Chronologie der deutschen Gewerkschaftsbewegung von den
Anfängen bis 1918 / Von Dieter Schuster. Mit einem Vorw. von Rüdiger
Zimmermann und Registern von Hubert Woltering. - Bonn : Bibliothek der
Friedrich-Ebert-Stiftung, 1999
Der Verbandstag der Bergarbeiter in Eisenach diskutiert zum ersten Mal über Tarifverträge und fordert sie auch für den Bergbau, da bisher die Unternehmer einseitig die Arbeitsbedingungen durch Arbeitsordnung und Gedingevertrag festsetzen.
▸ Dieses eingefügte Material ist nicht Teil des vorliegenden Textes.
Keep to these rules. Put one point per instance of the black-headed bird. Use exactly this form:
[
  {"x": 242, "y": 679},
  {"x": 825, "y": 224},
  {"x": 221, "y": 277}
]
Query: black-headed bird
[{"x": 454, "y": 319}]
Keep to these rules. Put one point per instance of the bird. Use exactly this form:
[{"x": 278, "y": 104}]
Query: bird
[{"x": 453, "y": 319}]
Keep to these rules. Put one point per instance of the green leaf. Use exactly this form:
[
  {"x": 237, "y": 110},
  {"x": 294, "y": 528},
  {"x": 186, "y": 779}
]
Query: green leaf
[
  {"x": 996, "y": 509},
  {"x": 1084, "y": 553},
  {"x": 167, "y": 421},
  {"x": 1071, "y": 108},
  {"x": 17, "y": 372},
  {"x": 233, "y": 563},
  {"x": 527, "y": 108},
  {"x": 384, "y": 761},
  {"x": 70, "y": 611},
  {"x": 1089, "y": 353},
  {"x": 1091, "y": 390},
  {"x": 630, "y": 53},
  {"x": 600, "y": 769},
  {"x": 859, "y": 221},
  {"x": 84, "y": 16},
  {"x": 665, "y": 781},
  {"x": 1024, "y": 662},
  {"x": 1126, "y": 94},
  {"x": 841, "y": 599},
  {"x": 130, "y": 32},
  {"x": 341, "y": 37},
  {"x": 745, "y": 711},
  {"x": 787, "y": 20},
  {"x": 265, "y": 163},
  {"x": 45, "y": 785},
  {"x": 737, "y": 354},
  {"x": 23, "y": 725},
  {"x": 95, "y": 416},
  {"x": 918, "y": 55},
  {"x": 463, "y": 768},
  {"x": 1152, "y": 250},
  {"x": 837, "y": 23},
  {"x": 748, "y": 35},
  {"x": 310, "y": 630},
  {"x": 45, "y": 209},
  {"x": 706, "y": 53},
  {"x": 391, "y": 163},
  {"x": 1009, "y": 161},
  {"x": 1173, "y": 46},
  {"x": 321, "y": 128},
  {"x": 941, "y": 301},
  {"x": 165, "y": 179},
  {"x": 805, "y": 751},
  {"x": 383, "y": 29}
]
Die Generalversammlung des Centralverbandes der Schiffszimmerer in Kiel lehnt den Entwurf einer Reichsversicherungsordnung entschieden ab, da u.a. die freie Selbstbestimmung der Ortskrankenkassen in der Krankenversicherung vernichtet werden soll.
Stichtag:
16./20. Mai 1909
Die hauptsächlichen Schwierigkeiten, die die Tarifregelung im deutschen Bergbau zu überwinden hat, sind nicht in besonderen technischen und wirtschaftlichen Verhältnissen begründet, sondern in dem Widerwillen der Grubenherren, mit den Arbeiterorganisationen auf gleichem Fuße zu verhandeln. Sobald die Organisation der Grubenbesitzer die Bergarbeiterorganisation anerkennt, würde sich eine tarifliche Regelung auch bei schwierig gelagerten Verhältnissen leicht anbahnen lassen.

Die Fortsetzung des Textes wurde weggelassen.